In any case, Michaux says, you're going to have to have some way to manage the life cycle of those APIs, which means being able to support multiple, simultaneous revisions of the same API. This is particularly important as conditions change -- either in your own environment or, more likely, with an external provider -- or if you want to add new/enhanced features to an application, service, or job.
"The obvious way to change or update your APIs is to update both the API and the app itself; [that is,] to create new versions of both," Michaud says. "So you might want to support both the new version [of the API] and the deprecated one, too, so that you don't break support for older [versions of your] applications, or so that others [i.e., applications or APIs] will still work."
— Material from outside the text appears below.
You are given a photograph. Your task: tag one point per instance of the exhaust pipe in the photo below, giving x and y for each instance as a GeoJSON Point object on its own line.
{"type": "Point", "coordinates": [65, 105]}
In any case, he explains, you can use the open source RESTlet framework to build a RESTlet back-end to manage this life cycle. RESTlet Inc.'s APISpark, by contrast, is a commercial PaaS implementation of such a RESTlet back-end. (The RESTlet framework is designed for any of six different development environments, including Java Standard Edition, Java Enterprise Edition, the Google Web Toolkit, and Android.) Even though it's possible to use the RESTlet framework to build feature-rich APIs, and even though said APIs could incorporate data integration-like capabilities -- e.g., light transformations, simple data de-duping or matching routines -- the RESTlet framework, like REST architecture, is more of an application integration than a DM-oriented data integration solution.
"We don't do DI as such today, but we do have people who use our platform as part of a data integration chain. We have users who are in the media industry that have a lot of data about film production, active salaries, scripts, and so on. They have a lot of metadata about actual media files. These guys want to be able to exploit that data in a Web app that people can use to manage their film projects. They use an actual integration tool, like Talend ETL, to process the data and format it in a certain way, and then they send [the output of] this [ETL job] to APISpark."